It was Allen Ginsberg’s birthday the other day. He would have been 94.
Allen loved our part of the world. He kept a compound just north of the Catskills for decades. He spent many retreats at the Zen Mountain Monastery in Mount Tremper, where he’d read on a regular basis. He read and sang with his friend Ed Sanders at the Bearsville Barn. One of the great cultural events I’ve ever attended was an event at Columbia-Greene Community College, where he had an SRO crowd chanting in tears, welcoming the beauty of mortality.
“AH” was how he’d inscribe his books, the letters within a simple flower risen from a skull. He’d take the time to listen to everyone who approached him, and he had a prodigious memory for people’s names and faces.
There was something in the sky, this week, that reminded me of the April 1997 morning when we heard Allen Ginsberg had died. It was preternaturally hot, with splotches of dirty snow still spotting the landscape. We walked through the cemetery that surrounded my house and out through the long plateau of fields that signaled our Catskills valley’s long history to an old maple by a fast-racing brook. We sat on moss, among newly rising field grass and the first burst of spring flowers, and read from his collected poems.
Ginsberg could be a messy poet, but like his predecessor Walt Whitman he always wrote and spoke from the heart, from a perspective that balanced current affairs with something more eternal, be it painful or cathartic.

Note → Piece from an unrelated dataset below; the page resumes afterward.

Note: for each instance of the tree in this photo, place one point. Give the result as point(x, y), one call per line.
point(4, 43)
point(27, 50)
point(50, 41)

I don’t like the government where I live
I don’t like dictatorship of the Rich
I don’t like bureaucrats telling me what to eat
I don’t like Police dogs sniffing around my feet
We recited from a little known work, “Capitol Air,” that some of us remembered hearing being performed before a punk audience with the Clash during their 1980 stand at Bond’s in Times Square.
Aware Aware wherever you are No Fear
Trust your heart Don’t ride your Paranoia dear
Breathe together with an ordinary mind
Armed with Humor Feed & Help Enlighten Woe Mankind
There are so many who could help us through these times: political leaders, moral leaders, poets, family. Summon whom we can, I say. Summon them all, so we can make it through to that flowering “AH.”